|References to object oriented design of compilers? email@example.com (1993-10-16)|
|Re: References to object oriented design of compilers? jones%pyrite@uunet.UU.NET (1993-10-18)|
|Re: References to object oriented design of compilers? firstname.lastname@example.org (1993-10-19)|
|Re: References to object oriented design of compilers? email@example.com (1993-10-22)|
|Re: References to object oriented design of compilers? firstname.lastname@example.org (1993-10-25)|
|Re: References to object oriented design of compilers? email@example.com (1993-10-26)|
|Re: References to object oriented design of compilers? firstname.lastname@example.org (1993-10-26)|
|Re: References to object oriented design of compilers? email@example.com (1993-10-29)|
|From:||firstname.lastname@example.org (Ralph Johnson)|
|Organization:||University of Illinois, Dept. of Comp. Sci., Urbana, IL|
|Date:||Tue, 26 Oct 1993 15:17:40 GMT|
email@example.com (Willem Jan Withagen) writes:
>I'm not really all that Object-oriented, so forgive me if I'm besides the
>point. [ Usually I'm of the opinion that OO is not in the language, but
>in the usuage. Making it possible to do OO stuff in more that just the
>traditional OO languages ]
Certainly. It is easier to do object-oriented programming in an
object-oriented language, but you can do it in any language. Many systems
that are not written in object-oriented languages are object-oriented. I
assume that AG and PUMA fit into this category.

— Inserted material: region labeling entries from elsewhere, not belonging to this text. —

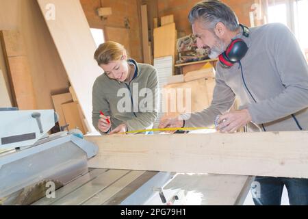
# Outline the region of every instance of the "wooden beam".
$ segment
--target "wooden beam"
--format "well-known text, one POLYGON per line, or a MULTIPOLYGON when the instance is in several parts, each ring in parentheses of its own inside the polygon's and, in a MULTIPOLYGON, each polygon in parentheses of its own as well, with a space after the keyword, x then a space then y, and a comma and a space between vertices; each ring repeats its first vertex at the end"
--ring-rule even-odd
POLYGON ((308 131, 86 136, 89 166, 308 178, 308 131))
POLYGON ((91 125, 92 88, 102 71, 93 58, 97 46, 81 5, 76 0, 37 1, 70 84, 90 125, 90 131, 95 131, 91 125), (51 16, 53 14, 54 18, 51 16))
POLYGON ((18 31, 1 31, 0 38, 14 105, 22 110, 36 110, 32 75, 22 35, 18 31))
POLYGON ((154 29, 154 58, 175 56, 177 30, 172 23, 154 29))
POLYGON ((66 122, 65 121, 64 114, 63 113, 62 105, 73 102, 72 94, 70 93, 61 94, 51 96, 51 99, 53 99, 55 110, 59 115, 60 126, 66 125, 66 122))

firstname.lastname@example.org (John Ophel) writes:
> Interesting. The basic argument for object oriented design as been that an
> object should contain the methods that relate to that object, thus
> encouraging modular design. The above example describes a situation where
> we don't want the methods relating to an object contained in the object
> but stored separately on a per function basis. By using double dispatching
> and complicated structure we can have a solution that would be more
> naturally expressed in a function-oriented solution.
Like all generalizations, the "basic argument" has exceptions. This is
one of them. I was explaining how to build ASTs in an OO language. I
wasn't claiming that this was the best use of an OO language. In fact, I
think that parsing and abstract syntax trees is NOT the most important use
of an OO language in a compiler. The optimization phase is much better,
where you have to keep track of complex dependences between different
parts of the program. OOP lets you encapsulate these complex data
structures and simplifies the programs that act upon them.
The general problem is that it is hard to write, say, half your program in
ML and half in C++ or Smalltalk. So you have to pick a language and use
it for parts of the system for which it is less than perfectly suited. It
is fairly common for OO systems to have parts of them that are primarily
functional or that are pattern-matching. The implementation of
"functions" and "patterns" will be done in the OO language and then the
programmer will think of the application in terms of these lower-level
objects. The result is that the design of parts of the system is not
object-oriented even though the underlying programming language is.
The proper question for this newsgroup is what paradigm is best for
each of the various parts of the compiler. Parsers should be generated
from grammars. Computing attributes on ASTs is best done functionally.
I claim that manipulating a program in Static Single Assignment form,
or something similar, is best done with objects. What are other parts,
and which paradigm is best for them?